Matt Powell
- Born: Matthew Powell 8 May 1978 (age 48) Talybont-on-Usk, Powys, Wales
- Height: 5 ft 11 in (1.80 m)
- Weight: 13 st 10 lb (90 kg)

Rugby union career
- Position: Scrum-half
- Current team: Worcester

Senior career
- Years: Team / Apps / (Points)
- 1997–2000: Saracens / 5 / (10)
- 2000–2003: Harlequins / 25 / (5)
- 2003–2008: Worcester / 152 / (62)
- Correct as of 5 January 2008

= Matt Powell =

Welsh rugby union footballer

Matthew Powell (born 8 May 1978 in Abergavenny, Wales) is a Welsh rugby union footballer, who played for Worcester Warriors at scrum-half.

Powell was educated at Christ College Brecon and played for the first XV, coached by Jon Williams, between 1994 and 1996. Powell was part of Orchard House and later studied at Brunel University.

He caught the eye of Saracens and played in the same team as Danny Grewcock.

He left Saracens to join Harlequins in June 2000 and played in the Tetley's Bitter Cup final of 2001 against Newcastle Falcons. He played every game on the way to the final.

Powell joined Worcester Warriors in 2003, and in 2007 penned a new three-year deal to commit himself to the club until 2010.

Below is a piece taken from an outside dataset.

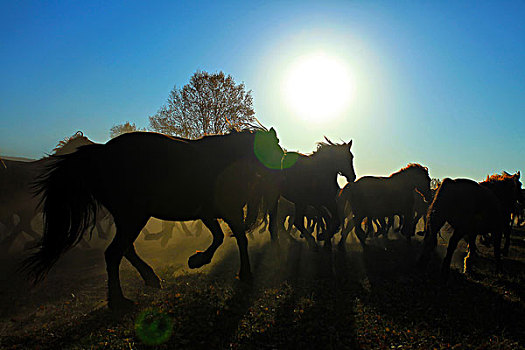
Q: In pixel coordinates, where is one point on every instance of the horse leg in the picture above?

He was involved in the Wales set-up for the last two games of the Six Nations in 2006. His consistent displays were later rewarded with a late call-up to play for the Barbarians in their annual match as a replacement for the former All Black, Justin Marshall. He has also made over 100 appearances in the English elite.

He announced his retirement after the 08–09 season and took up a position in the backroom staff.

Powell is currently Business Development Director at Bath RFC.